Tim described the people of 1980s Leith as having a “bruised pride” as a result of the “run down” condition of the area and the questions that it presented for the future.
“There was the inevitable anxiety that the whole process was going to be a gentrification and all the original Leithers were going to be edged out and obviously there has been an element of that but I think people were looking at similar things that were happing in other parts of the country and there were a lot of understandable anxieties.”
“It was at a time when there was a strong mural movement in the country and there were a lot of us who saw murals as serving the same purpose. We wanted to produce works of art that were in public places that gave a voice to people and told their story rather than rarefied images in galleries which were purely personal views.
“The idea was to get as many voices as possible from Leith speaking through the mural.”
Now twinned with Rio de Janeiro and with the Royal Yacht Britannia hidden behind a bland shopping centre, Leith is not what it was yet again.
Mind you, neither is the faded gable end mural at the end of North Junction Street.
When we asked the staff of Leith Library about the gable end mural we wrote the following:
“In a surprise urban move, Leith library service gets asked about the 80ft by 140ft graphic on the gable end of the building on the road outside the main door.
– so what’s that wall all about?
– que?
– There is an 80ft by 140ft graphic portraying workers and shipbuilding and theatre painted on to the wall outside your door. Can you please tell me about it?
– que?
– There is an 80ft by 140ft graphic portraying workers and shipbuilding and theatre painted on to the wall outside your door. Can you please tell me about it?
– que?
– It’s huge, in fact there it is just outside your window, look at the big red flag.
– Let me ask a colleague please.
– Can I help you please?
– There is an 80ft by 140ft graphic portraying workers and shipbuilding and theatre painted on to the wall outside your door. Can you please tell me about it?

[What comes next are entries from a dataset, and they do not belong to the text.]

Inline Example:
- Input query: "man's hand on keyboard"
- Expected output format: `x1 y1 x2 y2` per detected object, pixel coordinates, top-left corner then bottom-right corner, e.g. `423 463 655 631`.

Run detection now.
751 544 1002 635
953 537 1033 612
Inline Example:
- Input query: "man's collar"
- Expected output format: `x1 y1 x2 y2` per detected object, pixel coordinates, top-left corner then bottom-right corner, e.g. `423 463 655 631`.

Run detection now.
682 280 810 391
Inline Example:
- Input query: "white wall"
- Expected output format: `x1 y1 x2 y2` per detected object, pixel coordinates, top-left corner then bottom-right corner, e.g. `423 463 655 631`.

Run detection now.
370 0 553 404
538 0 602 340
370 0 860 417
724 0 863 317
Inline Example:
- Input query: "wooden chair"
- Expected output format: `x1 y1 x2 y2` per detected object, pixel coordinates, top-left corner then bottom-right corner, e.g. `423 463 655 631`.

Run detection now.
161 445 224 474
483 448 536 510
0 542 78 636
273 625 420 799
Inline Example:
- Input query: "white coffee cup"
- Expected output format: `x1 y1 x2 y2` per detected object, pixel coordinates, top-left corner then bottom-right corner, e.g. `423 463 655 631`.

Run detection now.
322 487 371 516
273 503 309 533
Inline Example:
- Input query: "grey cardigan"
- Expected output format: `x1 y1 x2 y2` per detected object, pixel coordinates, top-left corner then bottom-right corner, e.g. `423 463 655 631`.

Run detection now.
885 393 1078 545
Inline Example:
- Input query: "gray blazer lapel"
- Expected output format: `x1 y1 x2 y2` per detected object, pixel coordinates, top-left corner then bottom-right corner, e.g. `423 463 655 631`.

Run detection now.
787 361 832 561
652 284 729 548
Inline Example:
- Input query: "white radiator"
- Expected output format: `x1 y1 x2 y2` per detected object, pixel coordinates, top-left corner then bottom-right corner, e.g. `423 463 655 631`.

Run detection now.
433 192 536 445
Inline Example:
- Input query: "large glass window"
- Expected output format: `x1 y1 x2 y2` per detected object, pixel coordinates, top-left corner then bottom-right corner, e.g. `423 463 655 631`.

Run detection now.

– we get asked that often. I suppose we should know.
– As a library service?
– Yes, that as well.
– Let me ask a colleague please?
– So what’s that 80ft by 140ft graphic portraying workers and shipbuilding and theatre painted on to the wall outside your door, Jesus wept.
– Maybe we can Google it.
– It’s just outside.
– Where?
– Your window.
– Erm. Where?
– Over there.
– Helen, can you help?
– Can I help with what, who are all those people?
– It’s just outside, it has a red flag and some images of workers plus some big trees. What the fuck is wrong with you people?
(Stage left … head proud Library assistants remain engrossed in Google. Whatever happened to common sense?)”
Should you be inspired to try your hand at wall art, an instructional video by Northern Exposure can be viewed at: https://www.youtube.com/watch?v=SeYR0vKNspQ
Next time we will be checking out the ceiling of the Sistine Chapel.
Aberdeen Voice does not condone the painting of buildings without the express permission of all relevant authorities. Aberdeen Voice accepts and welcomes contributions from all sides/angles pertaining to any issue. Views and opinions expressed in any article are entirely those of the writer/contributor, and inclusion in our publication does not constitute support or endorsement of these by Aberdeen Voice as an organisation or any of its team members. There are no figures of speech intended and no animals were exploited in the writing of this piece.
Just saying you understand …
Yours contritely, Duncan Harley and Janice Catto.